The ratings agency lowered Greece's long-term foreign and local currency issuer default ratings to "CCC" from "B." The issue ratings on Greece's senior unsecured foreign and local currency bonds were also downgraded to "CCC" from "B," and the short-term foreign currency IDR were lowered to "C" from "B." The country ceiling was revised to "B-" from "BB," Fitch said.
The downgrade was an out-of-cycle move for Fitch, which means that it came out earlier than the next scheduled review.
"The next scheduled review date for Fitch's sovereign rating on Greece is 15 May 2015, but Fitch believes that developments in Greece warrant such a deviation from the calendar," the firm said in a news release.

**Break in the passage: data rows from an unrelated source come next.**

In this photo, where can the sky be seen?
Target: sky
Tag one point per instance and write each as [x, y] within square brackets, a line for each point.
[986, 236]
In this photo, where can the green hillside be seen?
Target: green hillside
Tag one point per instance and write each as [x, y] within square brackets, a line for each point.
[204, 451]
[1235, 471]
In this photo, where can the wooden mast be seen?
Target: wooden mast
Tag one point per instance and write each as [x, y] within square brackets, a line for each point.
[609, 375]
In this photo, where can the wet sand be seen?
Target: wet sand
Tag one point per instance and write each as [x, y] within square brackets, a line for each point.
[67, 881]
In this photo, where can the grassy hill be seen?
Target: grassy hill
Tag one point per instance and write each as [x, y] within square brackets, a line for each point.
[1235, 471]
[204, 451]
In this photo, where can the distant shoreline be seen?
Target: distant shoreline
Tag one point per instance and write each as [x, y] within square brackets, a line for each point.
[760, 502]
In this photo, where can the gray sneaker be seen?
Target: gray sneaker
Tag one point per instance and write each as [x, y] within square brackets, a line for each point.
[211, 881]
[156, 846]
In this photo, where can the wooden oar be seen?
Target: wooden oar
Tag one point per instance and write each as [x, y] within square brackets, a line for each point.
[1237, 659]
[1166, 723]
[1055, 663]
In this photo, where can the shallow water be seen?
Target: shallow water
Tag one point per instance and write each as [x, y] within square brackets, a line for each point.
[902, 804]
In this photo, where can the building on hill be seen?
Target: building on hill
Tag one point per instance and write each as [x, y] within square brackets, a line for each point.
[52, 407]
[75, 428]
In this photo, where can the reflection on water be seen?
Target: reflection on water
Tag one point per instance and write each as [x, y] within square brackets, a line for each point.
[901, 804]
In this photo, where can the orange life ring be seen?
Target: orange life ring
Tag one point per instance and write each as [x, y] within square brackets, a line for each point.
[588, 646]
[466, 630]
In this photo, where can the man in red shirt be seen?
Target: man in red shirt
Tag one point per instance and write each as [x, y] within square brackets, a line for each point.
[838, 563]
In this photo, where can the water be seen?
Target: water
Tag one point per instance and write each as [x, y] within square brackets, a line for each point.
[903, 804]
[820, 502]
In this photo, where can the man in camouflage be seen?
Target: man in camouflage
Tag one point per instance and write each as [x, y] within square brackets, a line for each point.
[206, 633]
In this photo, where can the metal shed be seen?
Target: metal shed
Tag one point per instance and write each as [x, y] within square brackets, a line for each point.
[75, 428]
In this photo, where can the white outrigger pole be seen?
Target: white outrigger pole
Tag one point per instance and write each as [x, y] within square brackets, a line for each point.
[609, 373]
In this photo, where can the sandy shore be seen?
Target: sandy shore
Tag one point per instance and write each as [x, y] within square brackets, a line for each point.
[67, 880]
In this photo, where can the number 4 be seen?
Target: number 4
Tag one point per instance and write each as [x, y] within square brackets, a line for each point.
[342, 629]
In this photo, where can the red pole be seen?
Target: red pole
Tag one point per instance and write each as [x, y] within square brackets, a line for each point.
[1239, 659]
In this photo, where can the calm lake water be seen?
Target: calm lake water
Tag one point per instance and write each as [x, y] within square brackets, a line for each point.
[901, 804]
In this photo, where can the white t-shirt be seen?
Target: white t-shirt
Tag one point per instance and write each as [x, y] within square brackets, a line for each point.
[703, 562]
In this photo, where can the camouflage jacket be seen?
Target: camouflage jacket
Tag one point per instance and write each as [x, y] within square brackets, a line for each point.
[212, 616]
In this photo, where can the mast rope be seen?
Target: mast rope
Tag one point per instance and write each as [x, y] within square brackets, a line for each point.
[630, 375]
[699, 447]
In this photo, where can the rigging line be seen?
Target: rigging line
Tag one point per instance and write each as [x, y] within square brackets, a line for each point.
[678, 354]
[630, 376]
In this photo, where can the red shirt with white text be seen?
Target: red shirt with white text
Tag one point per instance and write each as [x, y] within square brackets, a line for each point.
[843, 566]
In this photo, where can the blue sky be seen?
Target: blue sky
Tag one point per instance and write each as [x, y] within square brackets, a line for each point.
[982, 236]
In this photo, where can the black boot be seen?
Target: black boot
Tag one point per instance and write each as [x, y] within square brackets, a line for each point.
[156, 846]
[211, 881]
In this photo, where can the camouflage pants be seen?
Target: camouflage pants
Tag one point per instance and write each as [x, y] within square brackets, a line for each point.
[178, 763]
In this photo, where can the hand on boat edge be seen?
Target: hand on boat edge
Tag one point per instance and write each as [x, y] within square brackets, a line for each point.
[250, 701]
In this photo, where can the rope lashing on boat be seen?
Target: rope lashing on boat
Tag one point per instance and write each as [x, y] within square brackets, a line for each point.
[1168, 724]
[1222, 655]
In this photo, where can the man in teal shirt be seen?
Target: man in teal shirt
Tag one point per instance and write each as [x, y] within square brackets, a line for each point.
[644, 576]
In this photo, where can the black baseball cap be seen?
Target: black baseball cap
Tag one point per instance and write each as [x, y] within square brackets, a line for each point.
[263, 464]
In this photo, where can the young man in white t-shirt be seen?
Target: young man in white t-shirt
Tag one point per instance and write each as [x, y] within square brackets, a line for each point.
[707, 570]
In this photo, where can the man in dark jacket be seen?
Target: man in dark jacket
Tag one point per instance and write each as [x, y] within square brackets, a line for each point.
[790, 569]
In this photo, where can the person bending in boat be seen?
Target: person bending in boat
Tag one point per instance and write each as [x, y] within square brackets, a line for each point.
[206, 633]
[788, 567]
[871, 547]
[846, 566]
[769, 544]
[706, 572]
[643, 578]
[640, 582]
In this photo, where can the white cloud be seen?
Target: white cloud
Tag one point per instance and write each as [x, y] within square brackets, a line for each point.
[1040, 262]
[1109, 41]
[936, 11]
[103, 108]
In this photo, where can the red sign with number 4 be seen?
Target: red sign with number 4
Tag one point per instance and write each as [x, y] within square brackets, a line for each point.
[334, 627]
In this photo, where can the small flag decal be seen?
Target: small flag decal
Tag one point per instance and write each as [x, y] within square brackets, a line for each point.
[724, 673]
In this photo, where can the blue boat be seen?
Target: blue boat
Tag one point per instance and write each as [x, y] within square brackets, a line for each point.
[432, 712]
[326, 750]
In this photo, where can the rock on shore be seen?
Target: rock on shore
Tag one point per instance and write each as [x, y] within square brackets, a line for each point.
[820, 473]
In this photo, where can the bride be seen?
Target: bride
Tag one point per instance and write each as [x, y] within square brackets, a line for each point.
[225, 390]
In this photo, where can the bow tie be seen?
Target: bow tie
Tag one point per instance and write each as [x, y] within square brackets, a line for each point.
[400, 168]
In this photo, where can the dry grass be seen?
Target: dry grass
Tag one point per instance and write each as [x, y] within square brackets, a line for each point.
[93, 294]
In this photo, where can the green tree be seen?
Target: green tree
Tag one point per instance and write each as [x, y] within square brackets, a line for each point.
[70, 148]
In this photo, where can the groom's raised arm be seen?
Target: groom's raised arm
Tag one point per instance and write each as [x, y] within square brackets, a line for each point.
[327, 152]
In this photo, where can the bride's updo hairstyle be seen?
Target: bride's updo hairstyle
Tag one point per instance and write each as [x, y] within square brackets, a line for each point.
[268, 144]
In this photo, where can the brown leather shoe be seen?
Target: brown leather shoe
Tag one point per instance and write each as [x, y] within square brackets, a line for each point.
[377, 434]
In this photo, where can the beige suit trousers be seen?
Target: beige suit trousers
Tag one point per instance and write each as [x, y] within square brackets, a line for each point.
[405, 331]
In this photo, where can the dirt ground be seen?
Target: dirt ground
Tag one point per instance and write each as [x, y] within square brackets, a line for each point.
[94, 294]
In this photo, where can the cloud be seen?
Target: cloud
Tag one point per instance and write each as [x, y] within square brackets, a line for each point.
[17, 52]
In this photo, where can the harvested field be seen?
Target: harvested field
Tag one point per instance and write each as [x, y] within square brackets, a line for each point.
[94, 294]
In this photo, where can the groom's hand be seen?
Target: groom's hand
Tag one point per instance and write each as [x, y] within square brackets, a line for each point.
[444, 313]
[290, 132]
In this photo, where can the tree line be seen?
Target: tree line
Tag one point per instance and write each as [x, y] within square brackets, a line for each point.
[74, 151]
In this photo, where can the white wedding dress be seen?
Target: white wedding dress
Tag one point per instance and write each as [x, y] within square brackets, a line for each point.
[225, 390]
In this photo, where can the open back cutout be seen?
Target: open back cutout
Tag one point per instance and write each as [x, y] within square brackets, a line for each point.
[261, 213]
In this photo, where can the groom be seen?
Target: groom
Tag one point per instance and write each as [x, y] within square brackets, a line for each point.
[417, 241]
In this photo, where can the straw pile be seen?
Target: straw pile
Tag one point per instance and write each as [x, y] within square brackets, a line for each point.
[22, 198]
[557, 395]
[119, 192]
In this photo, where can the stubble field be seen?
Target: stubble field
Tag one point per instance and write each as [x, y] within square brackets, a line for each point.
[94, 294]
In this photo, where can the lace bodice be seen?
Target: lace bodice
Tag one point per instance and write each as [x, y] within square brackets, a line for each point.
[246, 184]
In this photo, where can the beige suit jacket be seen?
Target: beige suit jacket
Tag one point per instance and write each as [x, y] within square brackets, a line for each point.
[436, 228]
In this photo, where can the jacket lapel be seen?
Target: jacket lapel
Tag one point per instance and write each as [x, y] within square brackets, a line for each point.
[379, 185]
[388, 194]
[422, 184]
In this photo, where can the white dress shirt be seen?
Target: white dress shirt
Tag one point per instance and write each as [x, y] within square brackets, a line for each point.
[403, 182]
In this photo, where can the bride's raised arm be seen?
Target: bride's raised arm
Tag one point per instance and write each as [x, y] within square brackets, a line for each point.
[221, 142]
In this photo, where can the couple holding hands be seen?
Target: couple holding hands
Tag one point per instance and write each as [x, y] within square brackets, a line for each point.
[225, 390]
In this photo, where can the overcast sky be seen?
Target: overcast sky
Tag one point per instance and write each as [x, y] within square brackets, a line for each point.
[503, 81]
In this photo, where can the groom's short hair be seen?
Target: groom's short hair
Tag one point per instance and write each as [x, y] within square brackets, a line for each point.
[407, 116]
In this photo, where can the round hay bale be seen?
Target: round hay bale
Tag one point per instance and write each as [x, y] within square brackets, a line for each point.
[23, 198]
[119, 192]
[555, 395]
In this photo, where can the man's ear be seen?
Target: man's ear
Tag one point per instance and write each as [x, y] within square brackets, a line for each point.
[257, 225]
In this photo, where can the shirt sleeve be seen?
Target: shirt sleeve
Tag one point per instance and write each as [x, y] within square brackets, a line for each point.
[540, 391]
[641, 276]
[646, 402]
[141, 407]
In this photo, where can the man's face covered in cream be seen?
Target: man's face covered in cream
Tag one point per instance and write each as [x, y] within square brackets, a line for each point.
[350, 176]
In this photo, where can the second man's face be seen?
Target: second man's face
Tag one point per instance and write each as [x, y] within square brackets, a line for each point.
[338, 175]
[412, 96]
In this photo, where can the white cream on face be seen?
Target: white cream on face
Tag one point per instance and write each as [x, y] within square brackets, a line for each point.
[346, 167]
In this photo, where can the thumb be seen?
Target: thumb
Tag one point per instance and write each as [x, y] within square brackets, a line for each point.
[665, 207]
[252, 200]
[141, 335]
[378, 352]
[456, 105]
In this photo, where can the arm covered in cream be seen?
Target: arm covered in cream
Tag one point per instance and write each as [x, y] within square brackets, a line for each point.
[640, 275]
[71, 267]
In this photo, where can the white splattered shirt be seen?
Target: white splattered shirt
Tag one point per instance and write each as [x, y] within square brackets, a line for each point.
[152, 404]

Fitch cited several key ratings drivers in its downgrade, including the fact that "lack of market access, uncertain prospects of timely disbursement from official institutions and tight liquidity conditions in the domestic banking sector have put extreme pressure on Greek government funding."
Fitch also "significantly" revised its growth forecast for Greece down to 0.5 percent for this year, from a 1.5 percent forecast in January 2015 and 2.5 percent in December 2014.
"The damage to investor, consumer and depositor confidence has almost certainly derailed Greece's incipient economic recovery. The damage will take time to repair even if prospects for a successful program completion improve over the coming days or weeks," Fitch said.
Greece has submitted a new list of reforms to its creditors, officials said on Friday.